Die Leibgendarmerie bezeichnete Ordonnanzabteilungen in der Preußischen Armee, welche dem König zur besonderen Verfügung stand.
Gründung und Vorgeschichte
Bis zum Jahre 1820 stellten die Kavallerie-Regimenter die berittenen Ordonnanzen für den König sowie den königlichen Prinzen, die Generäle und die Kommando-Behörden.
Am 12. Februar 1820 wurde durch Allerhöchste Kabinetts-Order (A.K.O.) die Bildung einer „Armee-Gendarmerie“ befohlen. Diese Armee-Gendarmerie bestand aus 150 Kavalleristen. Jedes Provinzial-Armeekorps erhielt einen Unteroffizier und 13 Mann, das Garde- und Grenadier-Korps aber einen Unteroffizier und 14 Mann. Diese bildeten das Armee-Gendarmerie-Kommando bzw. Garde-Armee-Gendarmerie-Kommando. Jeder Kommandierende General erhielt einen Unteroffizier und drei Mann, jeder Divisionsgeneral zwei und jeder Brigadegeneral einen Mann. Aus den Armee-Gendarmen entstanden die späteren Stabsordonnanzen.
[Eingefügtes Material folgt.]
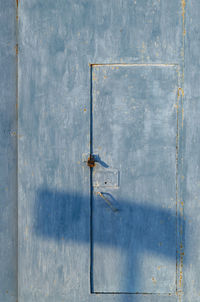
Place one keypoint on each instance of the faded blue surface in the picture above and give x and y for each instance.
(135, 131)
(70, 245)
(8, 185)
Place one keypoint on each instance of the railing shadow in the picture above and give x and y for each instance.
(134, 229)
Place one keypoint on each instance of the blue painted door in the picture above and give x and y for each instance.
(100, 161)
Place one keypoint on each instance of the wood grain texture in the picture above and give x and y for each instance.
(8, 154)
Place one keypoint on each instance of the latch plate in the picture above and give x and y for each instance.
(106, 178)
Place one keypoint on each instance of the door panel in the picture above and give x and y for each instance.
(63, 232)
(134, 132)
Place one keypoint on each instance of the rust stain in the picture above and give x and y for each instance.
(91, 161)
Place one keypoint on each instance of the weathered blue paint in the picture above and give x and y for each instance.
(8, 184)
(135, 131)
(118, 78)
(59, 40)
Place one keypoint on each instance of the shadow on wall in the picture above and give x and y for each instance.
(135, 227)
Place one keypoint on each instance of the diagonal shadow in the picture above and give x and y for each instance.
(134, 229)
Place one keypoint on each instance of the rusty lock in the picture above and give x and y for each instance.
(91, 161)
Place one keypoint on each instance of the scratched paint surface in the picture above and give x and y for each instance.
(57, 42)
(135, 131)
(8, 192)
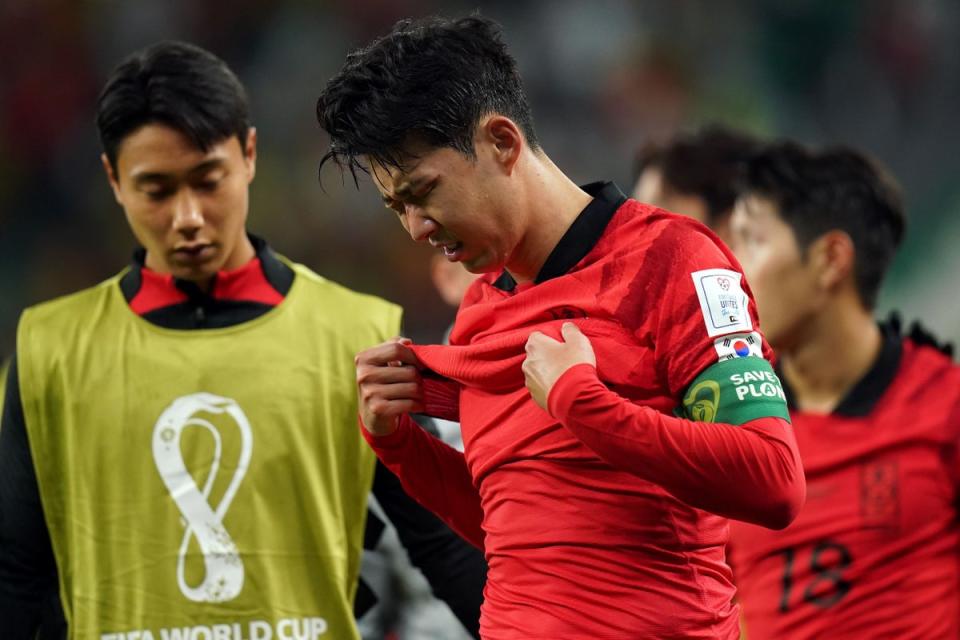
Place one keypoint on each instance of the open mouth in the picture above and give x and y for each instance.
(195, 253)
(452, 251)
Die übriggebliebenen 23 Stellen (ein Wachtmeister, zwei Unteroffiziere und 20 Mann) wurden unter das Kommando eines Offiziers zur Verfügung „Seiner Majestät des Königs“ gestellt. Zuerst waren es erfahrene Männer der Land-Gendarmerie, später Leute der aktiven Kavallerie. Je zwei Armee-Gendarmen mussten der französischen, russischen, polnischen und je einer der holländischen und der wendischen Sprache mächtig sein. Wirtschaftlich war die Mannschaft dem Regiment der Gardes du Corps zugeteilt und wurde als „Garde-Reserve-Armee-Gendarmerie-Kommando“ bezeichnet. Hieraus entstand die Leib-Gendarmerie.
Aufgaben
Seine Aufgaben waren: Ordonnanzdienst, wie das Überbringen von Briefen und Befehlen aus dem königlichen Kabinett, das Mitführen und Bereithalten wichtiger Unterlagen sowie die Begleitung Ihrer Majestät bei Staatsbesuchen, Manövern und Reisen. Wenn fremde Herrscher am Hofe weilten, versahen sie auch dort den Ordonnanzdienst. Polizeiliche Aufgaben oder Personenschutz im heutigen Verständnis gehörten nicht zu ihren Aufgaben.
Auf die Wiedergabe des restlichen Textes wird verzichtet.